Predictive analytics can be divided into two categories: predictive modeling and statistical modeling.
- Predictive modeling is a statistical technique using ML and data mining to predict and forecast likely future outcomes with the aid of historical and existing data. Predictive modeling works by analyzing data and projecting what it learns on a model generated to forecast likely outcomes.
- Statistical modeling is the process of applying statistical analysis to a dataset. A statistical model is a mathematical representation of observed data. By applying statistical models to data sets, organizations can understand and interpret the information more strategically. Instead of sifting through raw data, a statistical model allows marketers to identify relationships between variables, make predictions about future sets of data using predictive modeling, and provide visualizations of that data set.

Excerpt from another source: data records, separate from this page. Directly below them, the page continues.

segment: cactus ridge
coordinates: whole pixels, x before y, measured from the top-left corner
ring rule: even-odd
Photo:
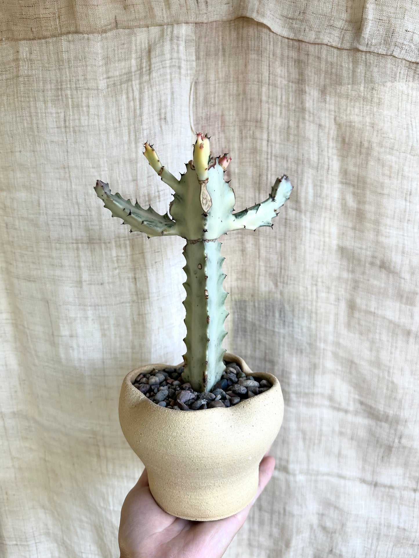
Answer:
[[[225,258],[217,240],[187,242],[183,249],[187,279],[183,283],[186,298],[183,355],[187,382],[197,382],[197,391],[207,391],[221,377],[225,349],[222,340],[227,335],[224,321],[228,312],[224,306],[227,293],[222,283]]]
[[[225,258],[217,239],[231,230],[273,227],[272,219],[289,198],[292,186],[284,175],[277,179],[266,200],[234,213],[234,190],[230,181],[223,177],[231,157],[226,153],[214,157],[207,134],[197,134],[193,158],[185,163],[185,172],[180,173],[179,180],[162,165],[153,145],[146,142],[144,147],[149,164],[174,192],[168,213],[160,215],[151,206],[144,209],[136,200],[133,204],[118,193],[112,194],[109,185],[101,180],[94,189],[112,217],[130,225],[130,232],[145,233],[147,238],[177,235],[186,239],[183,378],[196,391],[208,391],[224,369],[222,344],[227,335],[224,321],[228,312],[224,303],[228,293],[222,286]]]

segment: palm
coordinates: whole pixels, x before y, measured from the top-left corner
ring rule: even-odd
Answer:
[[[259,466],[258,492],[239,513],[216,521],[189,521],[163,511],[150,492],[147,471],[127,494],[121,511],[121,558],[218,558],[242,526],[272,475],[275,460]]]

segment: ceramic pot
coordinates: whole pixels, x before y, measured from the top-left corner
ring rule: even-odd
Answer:
[[[275,376],[253,373],[234,354],[225,353],[224,360],[272,387],[225,408],[178,411],[149,401],[132,384],[140,373],[172,365],[136,368],[122,383],[122,432],[147,468],[155,500],[178,517],[218,519],[245,507],[256,494],[259,463],[282,424],[284,401]]]

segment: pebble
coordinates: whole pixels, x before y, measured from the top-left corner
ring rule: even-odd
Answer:
[[[198,409],[201,408],[204,405],[206,407],[206,401],[204,399],[197,399],[196,401],[194,401],[193,403],[191,406],[191,408],[193,409],[194,411],[197,411]]]
[[[204,399],[207,401],[213,401],[216,398],[216,396],[210,391],[204,391],[202,393],[199,393],[199,397],[201,399]]]
[[[177,402],[177,407],[178,408],[180,409],[181,411],[189,411],[190,409],[189,407],[187,407],[184,403],[182,403],[182,401]]]
[[[259,384],[255,380],[245,380],[240,378],[239,380],[240,386],[244,386],[245,387],[259,387]]]
[[[247,390],[244,386],[240,386],[240,384],[236,384],[231,388],[231,391],[232,391],[234,393],[240,393],[240,395],[244,395],[245,393],[247,393]]]
[[[158,391],[154,398],[160,403],[160,401],[164,401],[168,395],[169,392],[166,389],[163,389],[161,391]]]
[[[181,403],[185,403],[191,398],[191,392],[187,390],[182,389],[176,394],[176,401],[178,402],[180,401]]]
[[[262,380],[259,384],[261,387],[270,387],[270,384],[266,380]]]
[[[225,389],[228,385],[228,383],[227,380],[222,378],[222,379],[220,380],[216,383],[214,384],[213,389]]]
[[[217,395],[221,395],[222,397],[225,397],[226,396],[226,392],[224,391],[223,389],[222,389],[221,388],[218,388],[218,389],[213,389],[212,393],[214,394],[216,397],[217,397]]]
[[[150,373],[139,374],[133,384],[156,405],[183,411],[230,407],[272,387],[266,380],[258,381],[258,378],[247,376],[235,363],[224,364],[224,372],[211,392],[194,391],[191,383],[181,376],[183,367],[168,367],[164,371],[154,369]]]
[[[210,401],[208,404],[208,408],[209,409],[214,408],[216,407],[225,407],[224,403],[222,401]]]
[[[227,368],[227,370],[228,369]],[[224,374],[223,375],[223,378],[225,378],[226,380],[230,380],[230,382],[232,382],[233,383],[236,383],[237,382],[237,376],[234,372],[228,372],[227,374]]]

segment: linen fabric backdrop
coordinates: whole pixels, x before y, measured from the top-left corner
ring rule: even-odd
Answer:
[[[419,7],[0,6],[0,554],[111,557],[142,465],[123,378],[184,352],[178,237],[128,234],[97,179],[160,213],[192,129],[229,152],[226,348],[280,380],[273,477],[228,558],[419,554]],[[231,444],[231,441],[222,440]]]

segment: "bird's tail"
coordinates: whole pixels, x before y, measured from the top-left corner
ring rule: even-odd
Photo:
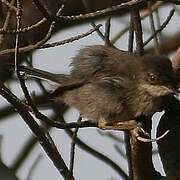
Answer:
[[[14,67],[14,65],[10,65]],[[27,66],[19,66],[19,71],[25,73],[25,75],[29,77],[34,77],[38,79],[43,79],[47,81],[51,81],[57,84],[68,84],[69,83],[69,75],[64,74],[53,74],[48,71],[43,71],[40,69],[27,67]]]

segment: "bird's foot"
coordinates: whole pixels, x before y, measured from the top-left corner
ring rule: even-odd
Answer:
[[[149,133],[147,133],[141,123],[138,123],[136,120],[129,120],[124,122],[109,123],[105,119],[100,119],[98,121],[98,127],[103,130],[119,130],[119,131],[128,131],[132,137],[135,137],[141,142],[155,142],[163,137],[169,132],[168,130],[158,138],[151,139]]]

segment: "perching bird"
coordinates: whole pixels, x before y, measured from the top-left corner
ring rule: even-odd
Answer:
[[[58,83],[53,96],[103,128],[119,124],[126,130],[123,124],[161,111],[176,92],[171,61],[164,56],[94,45],[81,49],[71,66],[70,75],[20,70]]]

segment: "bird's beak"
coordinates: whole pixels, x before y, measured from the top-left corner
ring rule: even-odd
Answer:
[[[167,85],[166,87],[168,88],[170,94],[177,95],[179,93],[179,90],[172,85]]]

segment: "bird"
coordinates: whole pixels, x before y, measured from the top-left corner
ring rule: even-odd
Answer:
[[[137,56],[92,45],[80,49],[70,67],[67,75],[19,69],[57,83],[52,97],[77,108],[102,129],[134,128],[139,117],[162,111],[177,91],[171,60],[163,55]]]

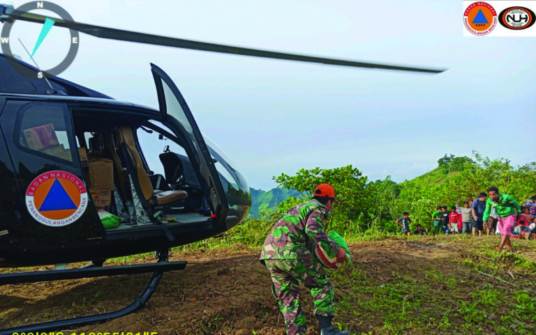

4. Prescriptive Data Analytics
If predictive analytics asks what may happen tomorrow, prescriptive analytics answers with: “This is what should be done next.” Marketers and executives that truly want to embrace data-driven decision making deploy prescriptive analytics software. Prescriptive analytics will take into account all the data gathered in past, present, and future predictions to offer actionable insights and guidance.. Prescriptive analytics uses AI and ML-powered technology to help predict outcomes and identify what is the next-best action to take.
Prescriptive analytics allows you to test the correct variables and suggest new variables that offer a higher chance of generating a positive outcome.
Modern executives know that data and data analytics are a foundational element of their business strategy.
Companies are getting smarter at leveraging data and data analytics and are integrating it more effectively into their overall operations. According to Treasure Data, 63 percent of retail leaders say they are using customer data to influence product offerings. Sixty-two percent say marketing and 59 percent say sales departments are heavy users of customer data, but more than 40 percent are now using it for contact centers, supply chain/inventory management, and product teams. And, according to the CX Experience 2022 report, 65 percent of business leaders say their goal is to build a cohesive data ecosystem and to standardize data collection.
For modern executives who want to be more data-driven, embracing data analytics and all its forms will help them make smarter decisions to improve business performance.